“We were led by maintenance to the basement of the apartment building here and we found a female who was severely entrapped, severely entangled in the actual trash compactor in the basement,” said Nick Judge, a district chief for the Dayton Fire Department. “We recognized right away that this was going to be a very, very lengthy and very complex extrication — a very lengthy rescue operation.”
Judge said CareFlight and Miami Valley Hospital staff and experts from Montgomery County Waste from Republic Waste were called in to help, and they called a manufacturer in Alabama with additional knowledge on the equipment to take it apart without causing further complications.
“So basically without a picture, it’s kind of hard to explain, but basically between the trash chute that connects all the floors comes down. And then there’s a compactor with a big piece of steel that comes through and compacts the garbage and pushes it into a container where they can get the garbage out and she was stuck in that small opening compacted in,” Judge said.
Maintenance workers came down to the basement to clean out the trash compactor, as they do daily, and heard yelling. As they started to move stuff away they saw the woman’s legs and called for help, he said.
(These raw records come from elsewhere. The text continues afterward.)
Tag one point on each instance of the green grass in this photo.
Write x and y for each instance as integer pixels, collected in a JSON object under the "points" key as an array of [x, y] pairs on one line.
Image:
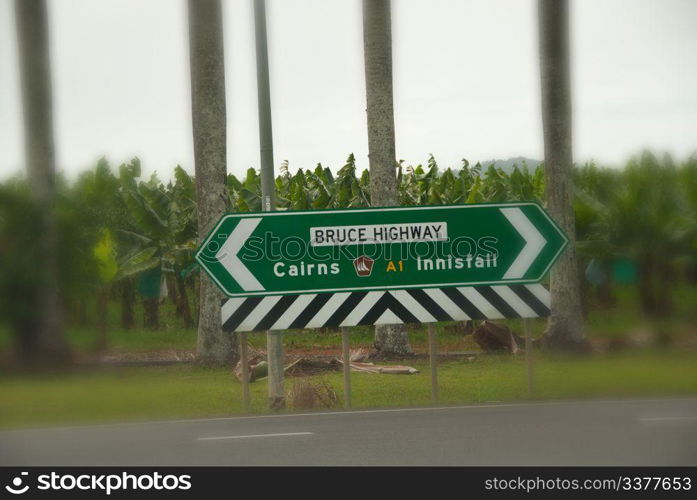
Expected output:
{"points": [[186, 391]]}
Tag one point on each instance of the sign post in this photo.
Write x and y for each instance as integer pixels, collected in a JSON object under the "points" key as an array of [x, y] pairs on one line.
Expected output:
{"points": [[433, 358]]}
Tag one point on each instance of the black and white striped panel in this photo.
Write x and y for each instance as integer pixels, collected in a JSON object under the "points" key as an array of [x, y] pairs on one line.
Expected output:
{"points": [[384, 307]]}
It is not known how the woman came to fall down the chute, nor for how long she had been trapped. Judge said said it took them an hour and a half from arrival to freeing the woman, and that crews got her out alive but in “very critical condition.”
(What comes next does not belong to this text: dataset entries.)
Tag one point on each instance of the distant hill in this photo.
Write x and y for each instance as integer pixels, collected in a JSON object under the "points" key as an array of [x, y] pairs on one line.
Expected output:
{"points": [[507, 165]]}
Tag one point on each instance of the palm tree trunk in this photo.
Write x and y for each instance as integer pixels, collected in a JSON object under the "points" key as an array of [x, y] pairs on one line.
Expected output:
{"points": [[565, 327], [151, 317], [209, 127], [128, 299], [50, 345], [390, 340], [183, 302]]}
Physicians and a surgical team from Miami Valley Hospital responded to the scene for life-saving measures above and beyond what rescue crews can typically do, he said.
“I can’t get into exactly what was done, but I can say that it was very helpful having the staff from CareFlight and the staff from Miami Valley here because we did everything that we could in our scope of practice,” he said. “And our protocol is life-saving measures.”
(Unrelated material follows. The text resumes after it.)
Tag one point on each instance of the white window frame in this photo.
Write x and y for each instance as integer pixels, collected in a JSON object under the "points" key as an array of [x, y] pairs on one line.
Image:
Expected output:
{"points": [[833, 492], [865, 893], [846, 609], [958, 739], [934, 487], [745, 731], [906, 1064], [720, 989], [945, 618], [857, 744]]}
Judge said crews worked in the basement at the lowest level as well.
“I can’t think of another time that’s happened in the city. We’ve had people that have gotten into the trash chute before, but not into the actual compactor. So this was a new challenge for us and that’s something that’s very difficult to train for,” he said. “But our guys did a great job getting her out in the safest, most efficient, quickest way that we could and give her the best fighting chance to survive.”
Dayton Police are handling the investigation.